Categories

Versions

You are viewing the RapidMiner Hub documentation for version 2024.0 - Check here for latest version

RapidMiner Server Overview

RapidMiner Server is a performance-optimized application server where you can schedule and run your analytic processes and quickly return your results. It seamlessly integrates with not only Altair AI Studio, but other enterprise data sources as well, allowing processes to continually update so that they reflect any changes to external data sources. With shared repositories and version management, contributors throughout your organization can — locally or remotely — collaborate, build interactive apps, and visualize results using HTML5 charts and maps.

Understanding the general infrastructure

There are several main components to a RapidMiner Server configuration:

Component Description
Altair AI Studio Altair AI Studio is where you build and edit analytic processes. Altair AI Studio and RapidMiner Server connect and interact with each other, employing standard protocols. For each instance of RapidMiner Server, you can connect one or multiple Altair AI Studio clients.
RapidMiner Server Although it is a separate application and requires a separate license, RapidMiner Server depends on Altair AI Studio for operations. While you can run a process from RapidMiner Server, if you want to edit or change a process, you must make those changes through Altair AI Studio. RapidMiner Server utilizes a home directory as a central place for server configuration and project content.
RapidMiner Job Agent Job Agents are responsible to orchestrate execution on a node they are deployed. After an agent is running and connected to a queue it will start Job Containers whenever a process is available on the queue.
RapidMiner Job Container Job Containers are responsible to execute a process. Their lifecycle is managed by the Job Agent which started them.
RapidMiner Server Projects Also accessible from Altair AI Studio, the RapidMiner Server project contains the RapidMiner Server processes and data. This content is stored within the home directory of RapidMiner Server.
Data sources The individual user data sources, for example, those used for model building. Connections allow you to connect to databases or to connect to other data sources. Best practice suggests that you configure both RapidMiner Server and Altair AI Studio with access to the data source. Connections to the data sources are used when building processes with operators such as Read Database or Write Amazon S3.
Operations database The RapidMiner Server database stores configuration files, cron job details, you created report requests, and other internal RapidMiner data. The database is part of the AI Hub deployment and is not managed by the user)
Keycloak The internal Keycloak service, which is responsible for user and group management. All users and groups used by RapidMiner Server are retrieved from this service
Keycloak database The Keycloak database stores configuration, users and groups. The database is part of the AI Hub deployment and is not managed by the user)
Broker The broker is the part of the deployment, which is responsible for managing queues between the components. It is part of the deployment and not manged by the user.

img/studio-to-server.png

Altair AI Studio and RapidMiner Server communicate via HTTP(S); you must assign and open the communication port on each instance in the configuration. Although true for any configuration, in the case of multiple clients, access rights management is particularly important for preventing unauthorized user access to repositories.

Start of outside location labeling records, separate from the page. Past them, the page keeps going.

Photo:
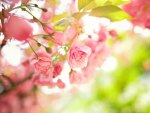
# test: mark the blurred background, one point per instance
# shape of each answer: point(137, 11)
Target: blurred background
point(120, 85)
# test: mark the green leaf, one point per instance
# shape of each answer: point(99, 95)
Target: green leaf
point(114, 13)
point(97, 3)
point(83, 3)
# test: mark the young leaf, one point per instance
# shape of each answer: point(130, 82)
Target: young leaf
point(57, 18)
point(62, 24)
point(114, 13)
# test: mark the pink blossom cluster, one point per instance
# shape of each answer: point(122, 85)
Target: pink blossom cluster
point(139, 10)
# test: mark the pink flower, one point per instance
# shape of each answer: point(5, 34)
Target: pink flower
point(25, 1)
point(70, 33)
point(42, 64)
point(57, 69)
point(78, 56)
point(46, 16)
point(12, 1)
point(59, 38)
point(139, 10)
point(60, 84)
point(48, 29)
point(18, 28)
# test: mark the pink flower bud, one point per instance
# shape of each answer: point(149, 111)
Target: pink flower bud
point(78, 56)
point(18, 28)
point(48, 29)
point(60, 84)
point(57, 69)
point(42, 64)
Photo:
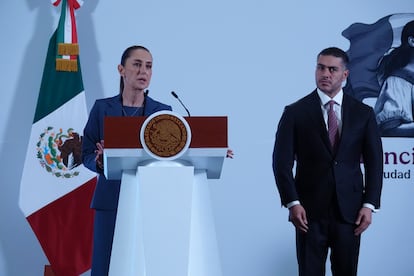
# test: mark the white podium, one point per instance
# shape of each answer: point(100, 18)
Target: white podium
point(165, 225)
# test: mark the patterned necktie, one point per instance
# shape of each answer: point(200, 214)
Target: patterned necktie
point(332, 125)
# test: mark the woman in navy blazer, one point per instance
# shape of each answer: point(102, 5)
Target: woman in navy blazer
point(135, 71)
point(330, 201)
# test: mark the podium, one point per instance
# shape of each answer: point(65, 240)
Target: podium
point(165, 224)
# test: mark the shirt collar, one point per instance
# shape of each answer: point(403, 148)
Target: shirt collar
point(325, 98)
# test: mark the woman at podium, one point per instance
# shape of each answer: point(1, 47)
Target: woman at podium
point(135, 72)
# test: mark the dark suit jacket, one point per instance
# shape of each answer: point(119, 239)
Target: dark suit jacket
point(107, 191)
point(323, 176)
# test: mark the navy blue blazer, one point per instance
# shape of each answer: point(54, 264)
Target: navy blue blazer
point(107, 191)
point(323, 176)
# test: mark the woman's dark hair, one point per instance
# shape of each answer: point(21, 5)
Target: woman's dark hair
point(400, 56)
point(125, 55)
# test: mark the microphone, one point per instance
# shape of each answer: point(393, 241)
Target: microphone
point(176, 96)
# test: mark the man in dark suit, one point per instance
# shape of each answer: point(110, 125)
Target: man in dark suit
point(330, 200)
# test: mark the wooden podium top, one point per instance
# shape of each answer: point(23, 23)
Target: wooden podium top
point(206, 132)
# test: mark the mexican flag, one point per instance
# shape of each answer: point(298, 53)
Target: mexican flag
point(56, 189)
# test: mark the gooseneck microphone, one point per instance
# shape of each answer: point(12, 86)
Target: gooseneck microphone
point(176, 96)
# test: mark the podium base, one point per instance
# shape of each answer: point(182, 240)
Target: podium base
point(164, 223)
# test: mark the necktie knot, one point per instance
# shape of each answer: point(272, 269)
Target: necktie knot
point(332, 125)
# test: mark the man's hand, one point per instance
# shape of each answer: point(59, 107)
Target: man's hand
point(99, 154)
point(364, 219)
point(297, 215)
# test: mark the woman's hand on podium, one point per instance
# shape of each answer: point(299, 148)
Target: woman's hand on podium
point(99, 154)
point(230, 153)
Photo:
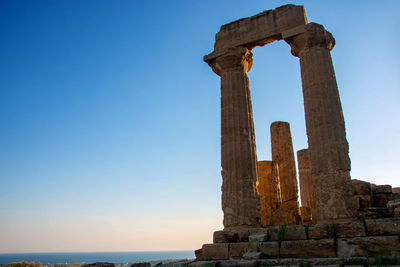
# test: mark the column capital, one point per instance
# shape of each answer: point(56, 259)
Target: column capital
point(314, 35)
point(235, 58)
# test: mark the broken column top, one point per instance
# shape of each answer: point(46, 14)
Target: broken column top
point(258, 30)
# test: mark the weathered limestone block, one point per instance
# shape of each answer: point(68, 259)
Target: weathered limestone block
point(307, 192)
point(338, 229)
point(363, 201)
point(349, 229)
point(282, 155)
point(361, 187)
point(215, 251)
point(381, 200)
point(237, 250)
point(198, 253)
point(293, 232)
point(395, 196)
point(392, 205)
point(319, 231)
point(258, 238)
point(269, 249)
point(231, 235)
point(386, 226)
point(308, 249)
point(328, 147)
point(269, 192)
point(376, 212)
point(305, 213)
point(240, 201)
point(382, 189)
point(225, 237)
point(259, 231)
point(396, 212)
point(258, 30)
point(369, 245)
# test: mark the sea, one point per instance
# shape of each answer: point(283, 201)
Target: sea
point(123, 258)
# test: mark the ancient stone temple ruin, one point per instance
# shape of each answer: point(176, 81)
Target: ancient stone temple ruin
point(263, 220)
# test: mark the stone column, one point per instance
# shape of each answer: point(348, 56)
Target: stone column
point(269, 191)
point(328, 147)
point(240, 200)
point(307, 194)
point(282, 155)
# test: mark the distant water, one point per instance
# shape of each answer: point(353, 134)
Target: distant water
point(88, 257)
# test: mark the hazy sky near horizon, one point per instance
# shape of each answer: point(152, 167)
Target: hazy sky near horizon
point(110, 120)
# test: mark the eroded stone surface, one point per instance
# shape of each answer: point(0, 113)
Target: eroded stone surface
point(387, 226)
point(308, 249)
point(361, 187)
point(370, 245)
point(269, 249)
point(328, 147)
point(215, 252)
point(307, 193)
point(240, 201)
point(283, 157)
point(269, 191)
point(258, 30)
point(237, 250)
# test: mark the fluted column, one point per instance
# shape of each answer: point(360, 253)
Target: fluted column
point(282, 155)
point(240, 201)
point(307, 194)
point(328, 147)
point(269, 191)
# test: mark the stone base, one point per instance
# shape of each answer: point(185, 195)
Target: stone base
point(292, 262)
point(360, 238)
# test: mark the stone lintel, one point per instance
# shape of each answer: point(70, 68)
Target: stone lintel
point(258, 30)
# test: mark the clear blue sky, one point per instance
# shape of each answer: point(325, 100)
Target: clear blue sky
point(110, 137)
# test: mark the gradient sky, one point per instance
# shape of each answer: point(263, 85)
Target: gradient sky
point(110, 125)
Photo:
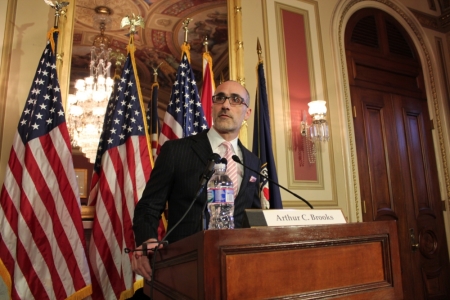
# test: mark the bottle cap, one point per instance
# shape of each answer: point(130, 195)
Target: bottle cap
point(220, 166)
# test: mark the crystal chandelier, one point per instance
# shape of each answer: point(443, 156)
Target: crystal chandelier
point(87, 106)
point(318, 130)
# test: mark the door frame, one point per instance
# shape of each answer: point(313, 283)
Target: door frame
point(435, 93)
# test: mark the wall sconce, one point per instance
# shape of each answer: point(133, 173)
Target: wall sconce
point(318, 130)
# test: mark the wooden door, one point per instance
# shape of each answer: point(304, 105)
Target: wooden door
point(395, 154)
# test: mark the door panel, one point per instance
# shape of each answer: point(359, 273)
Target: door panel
point(378, 163)
point(421, 187)
point(396, 160)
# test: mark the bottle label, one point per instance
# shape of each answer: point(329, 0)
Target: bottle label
point(222, 195)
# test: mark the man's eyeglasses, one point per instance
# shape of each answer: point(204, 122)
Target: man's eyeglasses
point(234, 100)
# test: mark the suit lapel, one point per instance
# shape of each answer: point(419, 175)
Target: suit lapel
point(246, 174)
point(202, 147)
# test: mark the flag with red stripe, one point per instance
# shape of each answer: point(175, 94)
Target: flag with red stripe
point(122, 168)
point(184, 115)
point(262, 145)
point(208, 87)
point(42, 246)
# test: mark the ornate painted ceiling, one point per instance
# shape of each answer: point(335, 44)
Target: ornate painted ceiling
point(158, 42)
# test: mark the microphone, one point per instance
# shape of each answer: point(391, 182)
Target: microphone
point(236, 159)
point(209, 170)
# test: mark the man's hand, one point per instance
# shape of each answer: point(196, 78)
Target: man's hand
point(140, 262)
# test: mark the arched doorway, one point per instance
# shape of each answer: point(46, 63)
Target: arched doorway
point(396, 161)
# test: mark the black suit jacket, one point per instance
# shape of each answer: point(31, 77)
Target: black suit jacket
point(175, 178)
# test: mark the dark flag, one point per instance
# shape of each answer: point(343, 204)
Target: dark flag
point(262, 145)
point(155, 127)
point(42, 246)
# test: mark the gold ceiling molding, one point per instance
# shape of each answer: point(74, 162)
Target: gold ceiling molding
point(427, 67)
point(438, 23)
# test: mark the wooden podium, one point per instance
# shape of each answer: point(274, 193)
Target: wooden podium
point(351, 261)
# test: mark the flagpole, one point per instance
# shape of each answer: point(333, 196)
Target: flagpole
point(59, 11)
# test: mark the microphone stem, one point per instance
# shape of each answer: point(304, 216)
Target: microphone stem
point(276, 183)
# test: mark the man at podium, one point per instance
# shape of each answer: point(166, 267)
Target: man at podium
point(178, 169)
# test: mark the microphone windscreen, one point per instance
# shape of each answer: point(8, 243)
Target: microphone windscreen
point(236, 159)
point(215, 158)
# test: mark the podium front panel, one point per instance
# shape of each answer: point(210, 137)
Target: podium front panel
point(351, 261)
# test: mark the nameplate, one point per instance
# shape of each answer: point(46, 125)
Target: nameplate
point(292, 217)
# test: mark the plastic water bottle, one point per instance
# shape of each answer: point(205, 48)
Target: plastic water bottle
point(220, 199)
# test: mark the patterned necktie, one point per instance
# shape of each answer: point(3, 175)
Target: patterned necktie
point(231, 166)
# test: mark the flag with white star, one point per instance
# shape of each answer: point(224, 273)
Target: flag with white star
point(42, 246)
point(122, 168)
point(184, 115)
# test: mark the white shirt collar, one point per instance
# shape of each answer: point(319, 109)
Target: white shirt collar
point(215, 139)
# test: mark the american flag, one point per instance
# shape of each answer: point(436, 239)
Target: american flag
point(184, 115)
point(208, 86)
point(122, 168)
point(42, 240)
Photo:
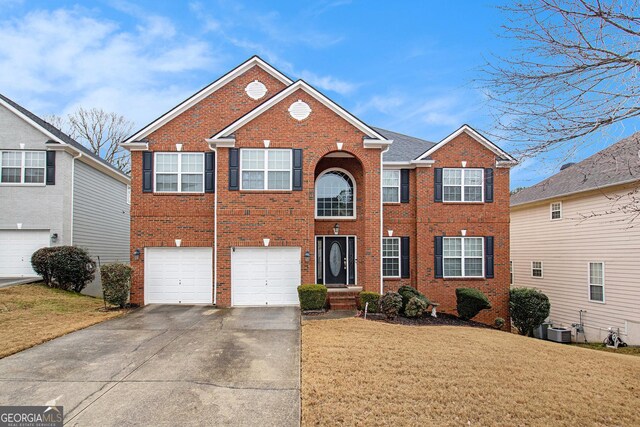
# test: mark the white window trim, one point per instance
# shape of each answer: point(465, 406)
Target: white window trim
point(462, 257)
point(551, 211)
point(23, 169)
point(354, 196)
point(179, 172)
point(541, 270)
point(589, 282)
point(392, 186)
point(462, 186)
point(266, 169)
point(399, 257)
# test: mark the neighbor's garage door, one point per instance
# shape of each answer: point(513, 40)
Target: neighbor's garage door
point(265, 276)
point(16, 248)
point(178, 276)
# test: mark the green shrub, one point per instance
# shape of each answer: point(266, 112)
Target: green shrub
point(373, 298)
point(116, 283)
point(470, 302)
point(312, 297)
point(416, 307)
point(390, 304)
point(64, 267)
point(528, 309)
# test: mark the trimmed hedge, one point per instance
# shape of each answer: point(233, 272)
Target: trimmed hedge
point(64, 267)
point(528, 309)
point(116, 283)
point(373, 298)
point(312, 297)
point(470, 302)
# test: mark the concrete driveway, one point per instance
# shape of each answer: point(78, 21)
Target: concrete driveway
point(167, 365)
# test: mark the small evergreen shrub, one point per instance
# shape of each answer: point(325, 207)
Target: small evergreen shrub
point(470, 302)
point(390, 304)
point(528, 309)
point(116, 283)
point(416, 307)
point(312, 297)
point(373, 298)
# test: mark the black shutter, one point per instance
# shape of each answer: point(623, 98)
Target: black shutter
point(488, 257)
point(438, 267)
point(209, 172)
point(405, 270)
point(234, 169)
point(297, 169)
point(147, 172)
point(488, 185)
point(437, 189)
point(51, 168)
point(404, 186)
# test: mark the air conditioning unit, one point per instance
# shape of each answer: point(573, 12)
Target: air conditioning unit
point(557, 334)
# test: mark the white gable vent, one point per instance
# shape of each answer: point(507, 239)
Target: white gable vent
point(299, 110)
point(256, 89)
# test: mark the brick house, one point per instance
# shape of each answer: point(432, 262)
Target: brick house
point(256, 184)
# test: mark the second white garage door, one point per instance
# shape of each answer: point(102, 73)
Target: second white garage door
point(265, 276)
point(178, 276)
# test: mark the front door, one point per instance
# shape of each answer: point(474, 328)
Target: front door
point(335, 261)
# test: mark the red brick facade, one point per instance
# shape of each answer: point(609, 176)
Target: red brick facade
point(245, 218)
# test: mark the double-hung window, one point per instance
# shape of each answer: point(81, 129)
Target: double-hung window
point(391, 257)
point(596, 281)
point(463, 256)
point(265, 169)
point(391, 186)
point(462, 185)
point(22, 167)
point(179, 172)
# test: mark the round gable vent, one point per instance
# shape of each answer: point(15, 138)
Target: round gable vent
point(256, 90)
point(299, 110)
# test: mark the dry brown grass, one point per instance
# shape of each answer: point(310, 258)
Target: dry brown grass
point(357, 372)
point(33, 314)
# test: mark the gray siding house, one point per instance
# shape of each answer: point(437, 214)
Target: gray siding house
point(54, 191)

RapidMiner Server and Job Agents

RapidMiner Server outsources execution to an external entity called Job Agent. It does so by creating asynchronous queues to which it allows these agents to connect to. Agents receive process messages via these queues and send back information about their own status, the status of the processes they are executing and process logs if requested. A Job Container is spawned before each process execution, these containers run in their own JVM as a standalone OS process. The JVM terminates once the process has finished executing. To learn more about Job Agents, you can read the page Installation > Job Agents, or read the README.md file inside the agent distribution.

Job Agents do not pick up existing executions in case they go down unexpectedly and boot up again. These executions have to be terminated manually by the administrator.

Using the RapidMiner Server projects

The RapidMiner Server projects, as with the local Altair AI Studio projects, contain processes and data. This content is stored within the home directory of RapidMiner Server. Some details:

  • When you open the server repo RapidMiner Server project in the Repository view of Altair AI Studio, the platforms collaborate, making the data and process available to both applications.

  • You create processes in Altair AI Studio and then save them to the server repo RapidMiner Server project. They are available from both platforms.

  • Those processes reference data sources, which can exist directly in the RapidMiner Server project, or can be referenced by connections that are used in operators.

  • Use the RapidMiner Server project in the same way as you use the Altair AI Studio local project, although additionally, with correct permissions, users can share content.

Connecting to data sources

You can assign appropriate access rights instead of individually configuring those connections for each user on RapidMiner Server.

Altair AI Studio accesses a data source directly and must have access to the data through any local firewalls. RapidMiner Server may access the data source directly or through Altair AI Studio and also needs firewall access.

Both Altair AI Studio and RapidMiner Server need to have any JDBC drivers that you use for a database connection. If you are using a driver that is not packaged with RapidMiner software, install it on both platforms.

See the section on creating connections for complete details.